Though it's possible to create assets faster than ever, many local teams find that making hyper-localized approaches grounded in human judgment are far more effective. That gap shows up most starkly when companies focus on quantity rather than quality of assets created, which rarely translates to desired outcomes. AI can help produce the content, but it does not change the fundamentals of effectively moving prospects through a relationship-driven funnel.

  • Influencing HQ is best: Effective funnels start with better communication across teams. "Communication with the regional teams is something that has always been lacking, especially for larger companies," she says. Central leadership might make decisions, but regional teams "are the ones that know if that CMO-targeted campaign is going to be working for this region or not." For her, the antidote to all this noise is basic restraint. Teams that narrow their efforts, fund them properly, and give regional experts a say have a much better chance of cutting through.

  • Stop throwing spaghetti: Yanase says, no matter the scenario, that less is more. "I keep saying, don't create too many things with AI. Throwing things out there just to see what sticks won't work. I see a lot of trash out there created by people just hoping that something will stick."

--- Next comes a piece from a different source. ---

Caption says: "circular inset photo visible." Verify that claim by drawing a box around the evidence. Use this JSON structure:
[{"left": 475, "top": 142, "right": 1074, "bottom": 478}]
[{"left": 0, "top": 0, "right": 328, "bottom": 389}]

Ultimately, the need for human oversight goes deeper than performance metrics and brand guidelines. "Many AI models are still culturally biased as the data they are learning from is biased," Yanase says. "I notice that with AI, sometimes the features, or even the clothing the person is wearing, are a little bit more Western." Getting the tone right, especially beyond Western cultural defaults, still requires the kind of judgment no model has learned to replicate.